In axenic mice unable to produce endogenous serotonin, colonization by Ls strains alone increases entero-serotonin levels, promotes colonic innervation, and increases the number of serotonin-immunoreactive neurons. However, serum serotonin levels in mice are unchanged, suggesting that bacterial serotonin primarily regulates local intestinal functions.
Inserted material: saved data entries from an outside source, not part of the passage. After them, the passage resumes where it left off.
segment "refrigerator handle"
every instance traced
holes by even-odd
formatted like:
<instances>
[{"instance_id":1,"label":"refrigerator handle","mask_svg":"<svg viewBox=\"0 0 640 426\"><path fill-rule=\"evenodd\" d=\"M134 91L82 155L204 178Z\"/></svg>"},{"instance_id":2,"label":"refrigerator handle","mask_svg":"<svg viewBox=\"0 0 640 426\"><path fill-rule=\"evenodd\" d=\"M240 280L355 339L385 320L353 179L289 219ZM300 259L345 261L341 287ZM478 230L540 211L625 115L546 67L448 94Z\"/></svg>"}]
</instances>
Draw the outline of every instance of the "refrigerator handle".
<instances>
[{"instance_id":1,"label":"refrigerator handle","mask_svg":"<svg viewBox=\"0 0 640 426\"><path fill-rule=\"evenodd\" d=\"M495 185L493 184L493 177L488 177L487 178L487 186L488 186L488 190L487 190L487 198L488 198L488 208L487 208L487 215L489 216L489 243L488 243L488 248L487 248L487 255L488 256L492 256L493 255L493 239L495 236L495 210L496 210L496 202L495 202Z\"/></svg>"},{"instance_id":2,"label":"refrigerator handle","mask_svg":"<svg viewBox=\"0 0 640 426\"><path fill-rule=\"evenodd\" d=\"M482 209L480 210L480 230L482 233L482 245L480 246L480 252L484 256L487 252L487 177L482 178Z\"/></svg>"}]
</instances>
The isolated Ls community produces serotonin in vitro. However, this effect is not reproduced in culture conditions with pure strains (L. mucosae or L. ruminis) or with their reconstituted co-culture, whereas this co-culture increases fecal serotonin in vivo. This suggests that microbial serotonin production may depend on specific intestinal conditions (substrates, pH, oxygen, cofactors, microbial interactions).

Restoring patients' intestinal motility?

Finally, Ls normalizes intestinal transit time in axenic mice. However, in patients with irritable bowel syndrome, the fecal abundance of L. mucosae (but not L. ruminis) is significantly lower than in healthy controls. And the less this bacterium is present, the harder the stools are. Could a mechanism linked to the microbiota affect local serotonin biosynthesis and intestinal motility in these patients? According to the authors, future research could determine whether these serotonin-producing bacteria are capable of restoring physiological serotonin levels in patients with intestinal motility disorders.